Reversing Collection Membership

Background

In Hydra::PCDM, Hydra::Works, and CurationConcerns, Collections link to their member Objects using pcdm:hasMember.  In Fedora 4, this is implemented as an IndirectContainer which contains a proxy for each member Object.  When the RDF for the Collection is retrieved, those proxies are followed to the member Objects, which are used to generate the membership triples (<col1> pcdm:hasMember <obj1>).

Processing each individual proxy takes only a few milliseconds, but since Collections can have thousands or tens of thousands of members, that can add up to 30+ seconds to retrieve a Collection with 10,000 members.

See Real World Performance for more information on the underlying issue and discussion about it in the Fedora context.  It's also worth noting that there is ongoing performance work in Fedora, which may improve the performance of listing members.  There may also be other ways of working around the performance issues, such as background indexing.

Using pcdm:memberOf

PCDM provides reciprocal predicates for linking from an Object to the Collections it is a member of, (<obj1> pcdm:memberOf <col1>).  Reversing Collection membership to link from Objects to Collections avoids the issue of having a large number of proxies to follow, since an Object is typically only a member of a small number of Collections.  Using memberOf Collection membership for the 10,000 members discussed above resulted in a Collection and individual Objects that could all be retrieved in less than a second.

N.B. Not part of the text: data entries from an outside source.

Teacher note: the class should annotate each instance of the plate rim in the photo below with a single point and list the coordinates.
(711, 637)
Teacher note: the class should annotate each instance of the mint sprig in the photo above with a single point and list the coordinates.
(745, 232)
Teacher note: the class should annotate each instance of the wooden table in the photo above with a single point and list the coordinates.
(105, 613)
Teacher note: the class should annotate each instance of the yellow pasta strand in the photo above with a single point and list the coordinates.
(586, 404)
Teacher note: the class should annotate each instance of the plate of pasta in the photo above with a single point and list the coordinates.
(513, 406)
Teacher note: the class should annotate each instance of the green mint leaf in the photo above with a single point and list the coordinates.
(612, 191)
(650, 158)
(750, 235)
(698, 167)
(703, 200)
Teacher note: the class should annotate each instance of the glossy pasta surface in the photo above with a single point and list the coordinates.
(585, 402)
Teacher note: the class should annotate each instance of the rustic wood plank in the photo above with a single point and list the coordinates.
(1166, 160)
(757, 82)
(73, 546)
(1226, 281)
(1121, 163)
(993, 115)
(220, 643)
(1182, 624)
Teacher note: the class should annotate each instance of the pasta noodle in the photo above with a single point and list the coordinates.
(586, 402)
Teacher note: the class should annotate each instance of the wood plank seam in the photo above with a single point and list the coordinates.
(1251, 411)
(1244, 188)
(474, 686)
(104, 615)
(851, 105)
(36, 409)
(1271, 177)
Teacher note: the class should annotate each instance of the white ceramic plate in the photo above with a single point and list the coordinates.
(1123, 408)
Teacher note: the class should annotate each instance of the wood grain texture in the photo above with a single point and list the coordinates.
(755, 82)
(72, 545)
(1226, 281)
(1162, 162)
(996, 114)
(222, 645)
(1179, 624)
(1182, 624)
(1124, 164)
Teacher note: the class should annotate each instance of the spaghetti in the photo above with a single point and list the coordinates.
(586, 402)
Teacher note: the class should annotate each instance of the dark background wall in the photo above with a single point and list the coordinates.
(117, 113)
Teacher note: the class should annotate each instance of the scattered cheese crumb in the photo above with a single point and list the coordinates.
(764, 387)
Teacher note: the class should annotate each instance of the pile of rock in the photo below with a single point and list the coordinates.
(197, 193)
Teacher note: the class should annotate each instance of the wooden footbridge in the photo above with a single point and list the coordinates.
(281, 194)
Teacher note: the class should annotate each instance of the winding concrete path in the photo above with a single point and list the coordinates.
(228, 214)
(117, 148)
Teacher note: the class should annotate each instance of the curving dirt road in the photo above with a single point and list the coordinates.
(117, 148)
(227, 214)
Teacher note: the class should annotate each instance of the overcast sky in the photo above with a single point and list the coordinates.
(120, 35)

One downside to using pcdm:memberOf is that it is harder to get a list of all the Objects in a Collection.  This will typically be handled by indexing all of the Objects in Solr, including their Collection membership.  This provides a fast way to list the Collection's members.  If the Objects aren't indexed in Solr or the index is inconsistent for some reason, the Collection can be retrieved from Fedora with the InboundReferences Prefer header.  This is slow, but would typically only be needed to rebuild a Collection index.

Implementation

A proof-of-concept implementation is available demonstrating using pcdm:memberOf to link from Objects to Collections:

This code is available as a starting point for adoption in your applications.

Outstanding Questions

  • Does this replace hasMember Collection membership, or should we have both kinds of Collection membership?
    • For example, if there are some scenarios where one Object might be present in a large number of Collections (such as a popular item in many user Collections).
    • Ordered collections might need to use hasMember in order to have a place to encode the order.
  • If we keep both kinds of Collection membership, should the two kinds of members be grouped together, or kept separate?
  • If separate, how do we clearly label the different types of Collection and member lists
    • HasMemberCollection vs. MemberOfCollection?
    • UserCollection vs. DisplayCollection?
    • Something else?
  • If Fedora performance improves, do we keep using hasMember Collections?  Or are there other reasons to have memberOf Collections?